Monday morning through Friday lunch I did really well. I was making healthier choices, eating fruits and veggies and making conscious decisions about what I was eating. I was mindful of how many calories those cookies would set me back. Though I wasn't perfect, it was the best week I had had in months!
Friday night we did have dinner out, then Saturday we met up with family for a pre-Christmas gathering. It was fantastic and, of course, the food was amazing. And rich, creamy and delicious. That wasn't enough so on Sunday, we also splurged and had chips and salsa as well as a fast food dinner.
I'd say if I had to put it into percentages, I was mindful and healthy 60% of the time, and unhealthy, not caring like I should the other 40%. That's not perfect by any means, but I'm learning and making adjustments along the way.
And somehow, I still lost two pounds this week!

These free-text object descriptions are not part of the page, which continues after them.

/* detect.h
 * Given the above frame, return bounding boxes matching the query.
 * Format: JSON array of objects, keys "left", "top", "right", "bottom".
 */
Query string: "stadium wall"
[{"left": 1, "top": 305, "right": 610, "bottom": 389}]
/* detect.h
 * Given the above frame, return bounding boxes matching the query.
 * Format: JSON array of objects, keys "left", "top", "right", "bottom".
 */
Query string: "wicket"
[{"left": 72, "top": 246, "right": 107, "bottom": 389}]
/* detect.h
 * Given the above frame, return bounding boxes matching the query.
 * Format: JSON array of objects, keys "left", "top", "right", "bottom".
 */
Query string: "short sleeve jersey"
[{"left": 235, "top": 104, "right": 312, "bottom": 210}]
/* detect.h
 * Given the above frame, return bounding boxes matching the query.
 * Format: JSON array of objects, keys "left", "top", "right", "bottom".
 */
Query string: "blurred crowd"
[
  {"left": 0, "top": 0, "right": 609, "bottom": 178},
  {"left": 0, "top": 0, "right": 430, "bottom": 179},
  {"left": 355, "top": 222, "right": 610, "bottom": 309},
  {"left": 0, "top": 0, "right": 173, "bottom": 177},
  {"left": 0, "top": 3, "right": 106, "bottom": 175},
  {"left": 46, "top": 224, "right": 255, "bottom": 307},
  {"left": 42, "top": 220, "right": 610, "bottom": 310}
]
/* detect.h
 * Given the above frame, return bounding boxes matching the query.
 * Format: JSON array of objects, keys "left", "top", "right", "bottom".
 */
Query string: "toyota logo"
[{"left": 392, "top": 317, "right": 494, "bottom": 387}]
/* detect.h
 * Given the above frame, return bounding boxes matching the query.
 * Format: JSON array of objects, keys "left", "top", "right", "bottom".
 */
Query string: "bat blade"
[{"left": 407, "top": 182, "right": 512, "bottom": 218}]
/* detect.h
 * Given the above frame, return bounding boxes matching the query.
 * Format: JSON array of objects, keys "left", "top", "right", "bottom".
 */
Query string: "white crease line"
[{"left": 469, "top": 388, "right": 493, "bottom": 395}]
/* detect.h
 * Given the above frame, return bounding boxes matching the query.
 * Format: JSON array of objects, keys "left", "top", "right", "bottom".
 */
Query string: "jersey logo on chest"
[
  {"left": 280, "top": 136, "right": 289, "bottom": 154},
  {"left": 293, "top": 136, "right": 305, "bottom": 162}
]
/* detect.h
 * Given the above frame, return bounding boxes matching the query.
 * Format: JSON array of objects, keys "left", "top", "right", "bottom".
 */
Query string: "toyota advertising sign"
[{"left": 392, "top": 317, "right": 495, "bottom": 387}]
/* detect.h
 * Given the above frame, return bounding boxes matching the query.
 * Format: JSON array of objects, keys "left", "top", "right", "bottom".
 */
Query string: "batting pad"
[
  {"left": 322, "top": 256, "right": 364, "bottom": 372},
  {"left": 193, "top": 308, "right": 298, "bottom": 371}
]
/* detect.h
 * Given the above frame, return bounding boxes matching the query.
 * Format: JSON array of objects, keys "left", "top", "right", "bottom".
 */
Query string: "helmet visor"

I'm pretty excited about that - especially knowing how disastrous I was this weekend.
This week I know will be tough: holiday lunch at work today, holiday lunch at our main campus for work tomorrow. My hope is that if I overindulge at the beginning of the week, to make better choices the rest of the week.
I'm already learning that my food choices are going to be a balancing act for me. Some people also call that moderation, but I think for me, it works better to call it a balancing act because I sometimes feel like I'm on a see-saw.
One "bad" decision and I stay down - like this weekend, but then something happens and I make a good choice and somehow I'm back up and feeling great. The goal is to live in that happy medium in the middle. Level. Balanced.